Mercury’s Transit In Front of the Sun Was Visible From Hawaii On Monday

The transit of Mercury has been observed by astronomers all around the world on November 11. A team of scientists from the University of Hawaii also joined the observers following Mercury passing in front of the sun, while the Institute for Astronomy held a gathering at Wai’alae Beach Park for people that wanted to watch the event.

Approximately 20 UH Mānoa students flew to Hawaiʻi Island to observe the event with their own eyes at the Subaru Telescope. There, a group of 200 people gathered to use solar telescopes.

Mercury and Venus are the only two planets that can be viewed from Earth in their transit.
Mercury’s journey around the sun takes 88 days. The planet passes between our planet and the sun frequently, but the transit usually happens out of our view. This time, it was visible, and many people were excited to view it, as it is a rare celestial event. The “Mercury Transit” began at around 2:30 am and, for about 5 hours, Mercury passed between the sun and Earth.

In the photos, the tiny dot towards the bottom of the sun represents Mercury.
According to NASA, the event only happens 13 times in a hundred years. The next visible transit of Mercury seen from Earth will happen in November 2032, while the next one visible from Hawaii will not happen until 2049.
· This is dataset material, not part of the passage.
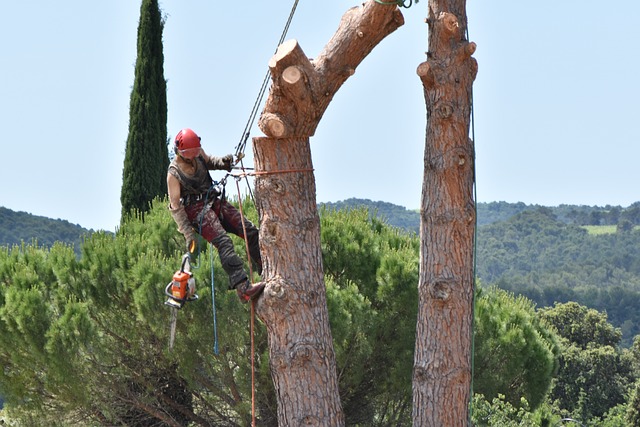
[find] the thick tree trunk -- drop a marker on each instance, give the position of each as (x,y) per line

Olivier Guyon, an astronomer at the Subaru Telescope, said: “It doesn’t move exactly in the same plane. That’s why transits don’t happen often. Most of the time when its roughly aligned with us, it’s above or below the sun. We are very fortunate today that it’s perfect, so Mercury is passing straight in front of the sun.”

The next Venus transit visible from Earth is even farther away, as it will happen in 2117.